Saturday, 24 November 2018

Rebelle 3, watercolour and painting desktop software



I was given the commission to create a client Christmas card and I thought this would be the ideal opportunity to try something I've always been meaning to do properly - digital watercolour.

Looking around at various review sites, the decision as to which software I would use came down to either Art Rage 5 or Rebelle 3. Reading several reviews I was swayed towards Rebelle 3. I chose it because I liked the description of the way it handled watercolour and I liked the colour management system. But it is a bit more pricey than Art Rage (£45 inc VAT).



Rebelle 3 for UK customers is normally priced at around £68 inc VAT but thanks to Black Friday sale and a further 10% discount for being an email subscriber, in the end I paid  £53 incl VAT from here - https://www.escapemotions.com/products/rebelle/index.php

I had a lot of fun playing around with Rebelle3. It's so incredibly realistic yet offers all the convenience of Photoshop and other art program functionality. I like programs that are immediately intuitive to use straight away and Rebelle 3 is definitely easy to use. I have not needed to refer to any reference guide or forum help (so far!). Each tool and panel has a pop out name so it was simple to discover what each tool did. On my laptop (32GB machine with i5 processor) the program ran smoothly with no lag or delay at all despite using five or six layers at a time. The Christmas card project used a canvas size of 14x10inches at 300dpi (roughly 36 MB when open). Saving the work did take some time however - around 15-20 seconds of waiting time.

Grappling polar bears - Christmas Card project created on Rebelle 3. In this screengrab I have painted an aurora borealis night sky using watrercolours. The foreground and bears are untouched at this stage.

The ability to wet the paper, tilt the canvas and even use directional air to blow on the wet paint to create streaky patterns all helped me paint the aurora borealis in the background of this image. The stars I used the dip pen tool and an opaque white. One truly amazing and helpful tool is the reference panel. This pop out box you can deposit any reference photo (in my case I chose a generic photo of the arctic with northern lights) and use it to guide your work as you paint, but being colour blind, my main benefit was to use the reference panel and eye dropper tool for colour picking.

In this screengrab you can see two very helpful pop-out windows - the reference panel and the colour set panel. I was able to create a custom colour palette based on the reference image and then use the eye dropper tool to select the colours I wanted.
Another reason I chose Rebelle over, say, Art Rage, is down to the colour management. From what I've read the colour palettes and the way it manages colour is far superior. You can collect and save palettes and even name individual colours. You can also take a reference image and ask Rebelle to create a custom colour palette based on the reference. All very beneficial as I need lots of help with colours.

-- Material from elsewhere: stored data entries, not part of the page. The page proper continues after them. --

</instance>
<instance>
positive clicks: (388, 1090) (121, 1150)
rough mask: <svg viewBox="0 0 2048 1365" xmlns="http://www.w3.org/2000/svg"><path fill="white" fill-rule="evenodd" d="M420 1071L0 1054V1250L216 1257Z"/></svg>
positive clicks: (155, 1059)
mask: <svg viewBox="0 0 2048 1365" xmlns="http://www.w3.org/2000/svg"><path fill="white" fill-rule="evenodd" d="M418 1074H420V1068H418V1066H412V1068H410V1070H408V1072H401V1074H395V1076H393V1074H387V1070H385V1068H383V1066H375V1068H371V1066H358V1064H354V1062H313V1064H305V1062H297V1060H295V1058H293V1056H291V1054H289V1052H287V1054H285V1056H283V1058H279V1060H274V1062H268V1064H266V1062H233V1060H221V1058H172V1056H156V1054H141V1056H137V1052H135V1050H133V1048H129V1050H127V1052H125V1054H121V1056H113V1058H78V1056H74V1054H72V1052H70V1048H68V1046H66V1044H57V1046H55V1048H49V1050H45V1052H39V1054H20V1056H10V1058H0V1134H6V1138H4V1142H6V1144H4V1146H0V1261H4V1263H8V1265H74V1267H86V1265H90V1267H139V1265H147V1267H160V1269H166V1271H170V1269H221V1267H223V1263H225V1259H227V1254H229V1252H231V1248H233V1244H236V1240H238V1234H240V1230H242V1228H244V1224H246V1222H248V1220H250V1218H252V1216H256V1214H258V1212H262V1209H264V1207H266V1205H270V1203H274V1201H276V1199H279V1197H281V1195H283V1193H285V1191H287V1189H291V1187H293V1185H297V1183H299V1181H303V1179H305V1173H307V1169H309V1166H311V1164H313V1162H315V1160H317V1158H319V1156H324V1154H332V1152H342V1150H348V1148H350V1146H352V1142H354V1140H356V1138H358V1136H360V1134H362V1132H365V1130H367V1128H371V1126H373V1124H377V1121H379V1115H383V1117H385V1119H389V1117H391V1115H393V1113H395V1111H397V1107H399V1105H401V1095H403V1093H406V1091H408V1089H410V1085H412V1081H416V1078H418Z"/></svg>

The reference panel is always 'on top' but disappears when you move the brush over it, then reappears when you move the brush away from it. As I say, it's highly useful for me for picking colours with the eye dropper tool. In other art programs, I copy and paste a reference image as a new layer, then click back and forth. It's a bit fiddly so I much prefer the Rebelle way of doing things here.

Closer up detail where you can see how the paper grain shows through. Rebelle 3 has the more advanced ability to really fine tune the way the paper grain interacts with the paint.
In the image above you can see how the aurora parts are streaky, this effect was achieve using the air blowing tool. I also applied a bit of smudge. All the tools are really simple and easy to use which made experimenting fun.


The final image, above, was tweaked in Photoshop. I wanted to add contrast to the night sky and play around with saturation a bit. I could have performed these in Rebelle but I just prefered to play with them in the more familiar setting of PS.

One of the more fiddly parts of this project was trying to stop colours bleeding into areas they shouldn't. I made copious use of the erase tool and the manual lasso tool to remove bits I did not want. When I created this design, I had not yet learned how to use the Fluid Masking tool in Rebelle 3. Using this would have saved me a fair bit of time.

Despite a very clean and simple desktop appearance Rebelle 3 is actually a very powerful program. There are ways to fine tune almost every aspect of brush, canvas and colour. For simpler folk like me who rely on more tools than normal folk with regular colour vision, I found the reference panel and custom colour set maker to be hugely beneficial. Ultimately, whatever the tools you like to use, the end result has to be worth the effort. For my first project using Rebelle 3, I think the grappling polar bears came out exactly the way I wanted them to so I'm very pleased with the software.